Well, it is that time of year again! The FAIR Conference is just around the corner, and I thought I would take a few minutes to talk about what I am excited for in this year’s conference. And believe me, there is a lot to be excited for in this year’s line-up.
First, FAIR is doing a few things different this year, and I am not just talking about the new location (which I am excited about, since it is closer to home for me, and it looks like a very nice venue). They are doing two panel discussions on what seem to me very timely issues. One, on the first day, about Mormon Feminism, and another, on the second day, on the “faith crisis” that has become a major talking point in the Mormon internet community these days.
Panelist for the first discussion will include Valarie Hudson, an internationally renowned feminist, widely published political scientist, and was recently published in the Ensign; Wendy Ulrich, an accomplished psychologist (PhD), business woman, and author of LDS books; Neylan McBain, founder and editor of the non-profit Mormon Women Project, a business woman, and religion writer in both major national outlets and LDS venues; Kris Fredrickson, who teaches (at BYU and UVU) and publishes on Women’s studies, religion, and history; and Maxine Hanks – one of the infamous “September Six.” Yes, this panel is full of some heavy hitters. If you are interested in issues related to women and the Church, you will not want to miss this!
The faith crisis panel looks to be equally exciting, featuring, again, Maxine Hanks, who recently returned to the Church after being excommunicated (with 5 other intellectuals) in September 1993; as well as Don Bradley, a brilliant Mormon historian who first lost his faith through history and then regained it; Bill Reel, a convert and Bishop who went through a faith crisis and now hosts a podcast meant to help others through similar struggles; and Janet L. Eyring. These are all people who have lost their faith and then found their way back. Again, if you or someone you know is currently struggling with their faith in the gospel, this panel is going to be a must hear experience!
While FAIR has done panel discussions in the past, this will be the first time they have done any since I have been attending the conference (my first time was 2010), I am excited to be there for these important and timely discussions.
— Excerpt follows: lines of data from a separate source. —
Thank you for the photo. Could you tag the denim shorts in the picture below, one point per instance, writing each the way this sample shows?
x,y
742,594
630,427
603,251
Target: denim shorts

Besides participating on the two panel’s, Maxine Hanks will also be giving a presentation titled “Working With the Church: Another Narrative.” As one of the famed September Six who are often held up as “Exhibit A” of the evidence that the Church is anti-intellectual, I am very interested in seeing what she has to say about her experience.
Another speaker that peaks my interest is Seth Payne. Payne is a lifelong member of the Church, but he openly admits to not believing in the founding stories of the restoration. Nonetheless, he remains active and interested in the Church, and is presenting on “Why Mormonism Matters: Pastoral Apologetics and the LDS Doubter,” another presentation that I think should be of interest to those who are either struggling or know others who are struggling with doubt.
Ralph Hancock, a very impressive conservative thinker and commenter on religion and politics, will discuss the necessity of political apologetics in light of Mormonism and the new liberalism. Given my political science background, I am very interested to see what he has to say. This year will also feature humor columnist Robert Kirby, writer for the Salt Lake Tribune, who will talk about why we Mormons should be willing to laugh at ourselves. I’ve been told that Kirby is a very good and very popular public speaker, so this should be a very good presentation.
This year’s slate doesn’t just feature some of these interesting “outside-the-box” type presentations. There are also a number of solid presenters covering topics people have come to expect from FAIR. Don Bradley will discuss the historical setting and context on the First Vision – and I can promise you, he has something new and worthwhile to say on this topic. Ron Barney, Executive Director of the Mormon History Association and former Church Archivist, will also discuss Joseph Smith’s visions, and Lynne Wilson, who has an MA in Religious Studies and a PhD in Theology and American History will also discuss Joseph Smith in context of the Second Great Awakening. Having recently switched my major to History, and being very interested in Joseph Smith, these are some of the presentations I most look forward too. Others interested in Church history should also be eager to hear what these well researched scholars have to say about Joseph Smith and his history.
With all of that said, the Book of Mormon has always been my number one interest, and with that comes an interest in understanding how the Book of Mormon relates to the real world. With that in mind, one of the presentations I am most eager to hear is Mark Wright’s, on role of the “heartland” in the Book of Mormon.
This doesn’t cover all the presentations for this year, but gives you a good sampling. You can see the full line-up and speaker bio’s on the FAIR website. It is going to be an exciting conference this year, and I would encourage anyone with an interest in the topics I have mentioned here, or any of the other topics being covered by this year’s speakers, to attend. The conference will be on August 1-2 (a Thursday and a Friday) from about 8:00am to 5:30pm both days. Tickets can be purchased through the FAIR Bookstore, with the option of getting lunch included (which can be pretty convenient). If you can’t attend for whatever reason, there is also online streaming available.